Despite eroding sales of its number one-selling drug Prilosec/Losec (omeprazole) from rising generic competition, AstraZeneca PLC is fairly well positioned to maintain its share in the blockbuster market. The anti-ulcerant Prilosec/Losec posted first half 2003 sales of $1.43 billion, down 42 percent from $2.31 billion in the year-ago period. This reflects a 56 percent drop in sales in the US and a 20 percent decline outside the US. Following the entry of generic products, AstraZeneca now estimates its share of total omeprazole prescription products in the US at only at 35 percent.
However, on the upside for Astra-Zeneca has been its ability to increase sales revenues for its second-generation anti-ulcerant, Nexium (esomeprazole). The drug posted first half 2003 sales of $1.46 billion, up from $811 million in the year-ago period, a 74 percent increase in the US market and an 83 percent increase in markets outside the US. Along with its schizophrenia drug Seroquel (quetipaine), Astra-Zeneca is expected to post combined Seroquel and Nexium sales of $5.22 billion by 2008. Three cardiovascular products-Seloken/Toprol-XL (metoprolol) and Atacand (candesartan), both anti-hypertensive drugs, and the recently approved anti-cholesterol drug Crestor (rosuvastatin)-are projected to reach combined sales of $5.49 billion by 2008, according to Datamonitor estimates.

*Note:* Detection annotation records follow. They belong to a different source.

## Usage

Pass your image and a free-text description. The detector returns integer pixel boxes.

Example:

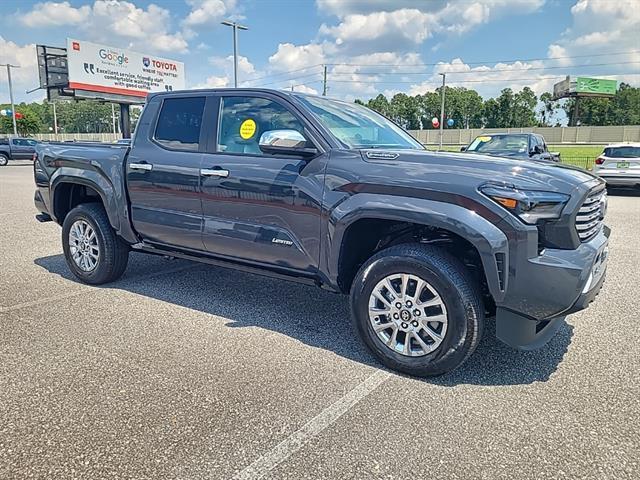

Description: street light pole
[0,63,20,137]
[221,20,249,88]
[439,73,447,150]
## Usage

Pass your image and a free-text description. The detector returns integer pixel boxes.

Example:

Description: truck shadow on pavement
[35,253,573,386]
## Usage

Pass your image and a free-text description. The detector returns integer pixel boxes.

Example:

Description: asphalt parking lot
[0,165,640,479]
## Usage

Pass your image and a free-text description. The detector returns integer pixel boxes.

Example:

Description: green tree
[540,92,557,127]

AstraZeneca's Crestor gained US marketing approval last month, in a 10 mg once-daily dose with an available dose range of 5 to 40 mg. AstraZeneca had hoped to win US approval for Crestor last year, but had to conduct additional safety tests, especially at the highest, 40 mg dose. Crestor is an HMG-CoA reductase inhibitor, or statin. AstraZeneca says its clinical development program for Crestor was the largest pre-approval program for a new statin. Safety concerns over the class had been raised with the withdrawal of Bayer's cholesterol drug Baycol (cerivastatin) in 2001.
Although projected to be a solid performer for AstraZeneca, analysts say Crestor is unlikely to take the leadership position away from Lipitor, the best-selling statin with 2002 sales of $7.97 billion. Analysts project US sales for Crestor at $450 million in 2004, growing to $1.3 billion by 2007. The drug posted first half sales of only $12 million, mostly from three key markets-Canada, the UK and the Netherlands. Crestor was recently approved in Sweden, and AstraZeneca plans another six launches before the end of 2003, including the US. Approval in Japan is expected in the first half of 2004.